Implications of pulsar timing array results for high frequency gravitational waves

Several pulsar timing array (PTA) experiments such as NANOGrav and PPTA recently reported evidence of a gravitational wave (GW) background at nano-Hz frequency band. This signal can originate from scalar-induced gravitational waves (SIGW) generated by the enhanced curvature perturbation. Production of SIGW is expected to be accompanied by formation of primordial black holes (PBH), which can emit GW through binary mergers. Here we perform a joint likelihood inference on PTA datasets in combination with existing limits on PBH abundance and GW density, we derive full Bayesian posteriors for PBH distribution and relevant PBH merger signal. Our results show that analysis using PTA data alone implies significant overproduction of PBHs, and accounting for current PBH limits causes visible shifts in SIGW posterior.
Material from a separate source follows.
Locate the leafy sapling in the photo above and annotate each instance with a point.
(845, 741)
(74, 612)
If PTA signals are indeed of SIGW origin, the required curvature perturbation amplitude produces PBHs in a narrow mass window of [6×10⁻²,2×10⁻¹]m_⊙. Mergers of these PBHs can leave a strong GW signature in [10⁻³,10⁵] Hz frequency range, to be detectable at upcoming interferometers such as LISA, aLIGO, Einstein Telescope, DECIGO and BBO, etc. This offers a multi-frequency opportunity to further scrutinize the source of the observed PTA signal and can potentially improve current PBH constraints by up to 5 orders of magnitudes.